Second-Order Resolvability, Intrinsic Randomness, and Fixed-Length Source Coding for Mixed Sources: Information Spectrum Approach

TL;DR

This paper analyzes second-order asymptotics for mixed sources in information spectrum problems, providing explicit computation methods for nonergodic sources like mixtures of i.i.d. sources, extending previous results.

Contribution

It introduces explicit second-order achievable rate formulas for mixed sources, including nonergodic cases, using two-peak asymptotic normality, extending prior asymptotic normality results.

Findings

Explicit second-order rates for mixed i.i.d. sources

Extension to countably infinite and continuous mixtures

Application of two-peak asymptotic normality

Abstract

The second-order achievable asymptotics in typical random number generation problems such as resolvability, intrinsic randomness, fixed-length source coding are considered. In these problems, several researchers have derived the first-order and the second-order achievability rates for general sources using the information spectrum methods.
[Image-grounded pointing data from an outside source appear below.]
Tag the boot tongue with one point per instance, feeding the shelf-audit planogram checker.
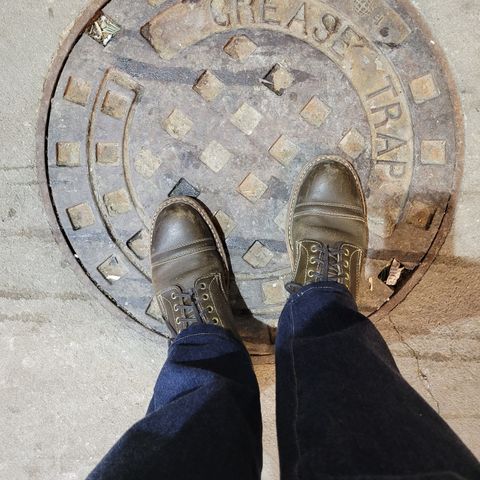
(319, 262)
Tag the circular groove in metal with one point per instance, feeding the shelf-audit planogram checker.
(233, 115)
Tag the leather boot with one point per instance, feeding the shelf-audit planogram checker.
(327, 231)
(190, 270)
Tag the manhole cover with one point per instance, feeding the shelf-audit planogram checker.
(227, 103)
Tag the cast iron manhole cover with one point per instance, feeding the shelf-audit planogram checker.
(226, 101)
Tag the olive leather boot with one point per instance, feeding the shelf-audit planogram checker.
(190, 270)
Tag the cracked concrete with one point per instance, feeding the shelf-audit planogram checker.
(74, 376)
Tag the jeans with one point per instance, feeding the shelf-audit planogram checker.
(343, 409)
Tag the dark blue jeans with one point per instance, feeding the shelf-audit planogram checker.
(343, 409)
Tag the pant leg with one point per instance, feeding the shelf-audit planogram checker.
(343, 409)
(204, 419)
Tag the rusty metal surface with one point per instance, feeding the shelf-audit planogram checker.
(228, 103)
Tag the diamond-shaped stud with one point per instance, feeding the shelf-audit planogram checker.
(424, 89)
(147, 163)
(239, 47)
(278, 79)
(112, 269)
(208, 86)
(215, 156)
(434, 152)
(258, 255)
(353, 144)
(68, 154)
(81, 216)
(117, 202)
(177, 124)
(315, 112)
(252, 188)
(77, 91)
(246, 119)
(226, 223)
(283, 150)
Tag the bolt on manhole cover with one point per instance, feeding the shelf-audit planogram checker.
(226, 101)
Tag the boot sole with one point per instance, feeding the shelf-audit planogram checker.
(206, 217)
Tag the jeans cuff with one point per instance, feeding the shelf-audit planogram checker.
(325, 287)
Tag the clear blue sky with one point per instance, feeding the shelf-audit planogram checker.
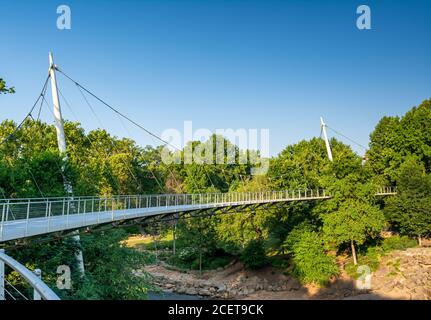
(223, 64)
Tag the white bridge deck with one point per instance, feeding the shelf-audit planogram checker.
(23, 218)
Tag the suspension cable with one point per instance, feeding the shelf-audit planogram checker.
(28, 114)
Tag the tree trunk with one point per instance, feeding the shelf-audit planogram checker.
(155, 246)
(200, 262)
(352, 244)
(174, 247)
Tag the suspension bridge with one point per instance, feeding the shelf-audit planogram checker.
(30, 217)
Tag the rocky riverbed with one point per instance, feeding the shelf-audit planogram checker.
(401, 275)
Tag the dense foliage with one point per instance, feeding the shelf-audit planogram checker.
(306, 234)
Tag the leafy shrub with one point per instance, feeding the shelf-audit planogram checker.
(188, 254)
(280, 262)
(398, 243)
(254, 256)
(374, 254)
(311, 264)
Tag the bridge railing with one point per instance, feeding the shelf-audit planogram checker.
(18, 209)
(386, 191)
(10, 291)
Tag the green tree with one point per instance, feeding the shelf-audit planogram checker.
(410, 210)
(354, 222)
(311, 263)
(254, 255)
(394, 139)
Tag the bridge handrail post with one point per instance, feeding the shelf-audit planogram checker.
(2, 282)
(36, 294)
(2, 222)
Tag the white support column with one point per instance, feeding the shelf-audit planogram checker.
(61, 140)
(36, 294)
(325, 135)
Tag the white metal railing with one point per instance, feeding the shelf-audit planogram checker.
(8, 290)
(386, 191)
(21, 218)
(19, 209)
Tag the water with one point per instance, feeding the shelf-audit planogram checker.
(172, 296)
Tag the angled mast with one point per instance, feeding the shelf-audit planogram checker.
(325, 136)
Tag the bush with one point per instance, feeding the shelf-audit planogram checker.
(311, 264)
(398, 243)
(374, 254)
(254, 256)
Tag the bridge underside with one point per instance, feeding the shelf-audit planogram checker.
(60, 226)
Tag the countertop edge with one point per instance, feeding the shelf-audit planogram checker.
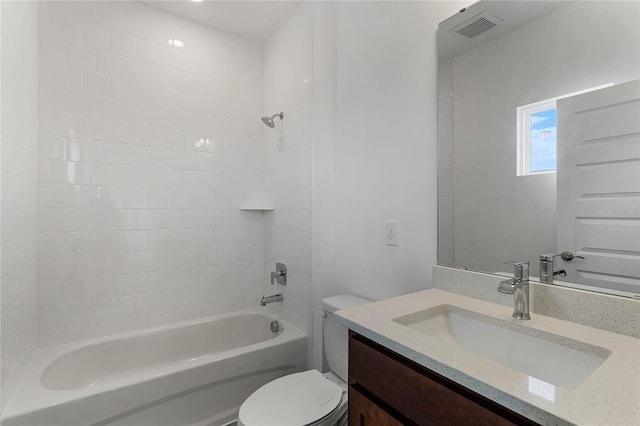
(509, 401)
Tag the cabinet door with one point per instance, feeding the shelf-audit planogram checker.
(363, 412)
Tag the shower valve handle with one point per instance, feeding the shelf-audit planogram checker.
(280, 274)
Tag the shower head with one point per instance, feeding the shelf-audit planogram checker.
(269, 120)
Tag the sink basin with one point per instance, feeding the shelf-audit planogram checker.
(554, 359)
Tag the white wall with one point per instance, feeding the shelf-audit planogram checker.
(571, 49)
(139, 221)
(19, 124)
(384, 161)
(287, 163)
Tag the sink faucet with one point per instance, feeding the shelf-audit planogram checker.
(271, 299)
(519, 287)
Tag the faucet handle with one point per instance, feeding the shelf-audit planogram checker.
(520, 269)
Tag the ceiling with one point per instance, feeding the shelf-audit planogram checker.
(510, 14)
(255, 20)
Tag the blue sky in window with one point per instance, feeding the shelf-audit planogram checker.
(543, 140)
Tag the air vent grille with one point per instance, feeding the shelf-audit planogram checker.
(476, 27)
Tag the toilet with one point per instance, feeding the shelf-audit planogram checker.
(309, 398)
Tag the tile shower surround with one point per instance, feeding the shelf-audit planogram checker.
(19, 138)
(145, 152)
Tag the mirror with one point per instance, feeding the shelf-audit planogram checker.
(497, 56)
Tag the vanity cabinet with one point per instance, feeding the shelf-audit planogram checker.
(388, 389)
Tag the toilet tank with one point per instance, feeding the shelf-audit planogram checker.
(335, 337)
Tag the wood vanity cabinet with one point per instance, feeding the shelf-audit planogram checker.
(386, 389)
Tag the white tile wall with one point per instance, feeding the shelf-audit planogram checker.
(288, 68)
(145, 151)
(19, 111)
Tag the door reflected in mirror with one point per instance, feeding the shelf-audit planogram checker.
(563, 176)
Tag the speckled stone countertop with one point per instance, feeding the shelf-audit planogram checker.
(609, 396)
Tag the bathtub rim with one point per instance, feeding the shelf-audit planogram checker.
(31, 395)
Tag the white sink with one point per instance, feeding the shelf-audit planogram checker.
(554, 359)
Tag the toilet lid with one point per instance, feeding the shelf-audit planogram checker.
(296, 399)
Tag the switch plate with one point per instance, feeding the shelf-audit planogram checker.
(391, 235)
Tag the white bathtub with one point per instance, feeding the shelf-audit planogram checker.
(195, 373)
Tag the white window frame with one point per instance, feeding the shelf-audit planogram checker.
(523, 130)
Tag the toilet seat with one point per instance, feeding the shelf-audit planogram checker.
(299, 399)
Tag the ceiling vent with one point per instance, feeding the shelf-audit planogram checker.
(477, 25)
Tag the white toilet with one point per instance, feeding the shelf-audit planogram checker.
(309, 398)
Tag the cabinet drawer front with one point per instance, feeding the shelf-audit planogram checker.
(419, 394)
(364, 412)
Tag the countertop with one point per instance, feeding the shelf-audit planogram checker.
(609, 396)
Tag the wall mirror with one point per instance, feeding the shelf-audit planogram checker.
(529, 166)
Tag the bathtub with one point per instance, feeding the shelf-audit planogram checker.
(196, 373)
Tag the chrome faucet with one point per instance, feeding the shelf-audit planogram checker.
(271, 299)
(519, 287)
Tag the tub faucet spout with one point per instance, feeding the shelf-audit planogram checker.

Although these formulas are general, their computation are quite hard. Hence, an attempt to address explicit computation problems of achievable rates is meaningful. In particular, for i.i.d. sources, the second-order achievable rates have earlier been determined simply by using the asymptotic normality. In this paper, we consider mixed sources of two i.i.d. sources. The mixed source is a typical case of nonergodic sources and whose self-information does not have the asymptotic normality. Nonetheless, we can explicitly compute the second-order achievable rates for these sources on the basis of two-peak asymptotic normality. In addition, extensions of our results to more general mixed sources, such as a mixture of countably infinite i.i.d. sources or Markovian sources, and a continuous mixture of i.i.d. sources, are considered.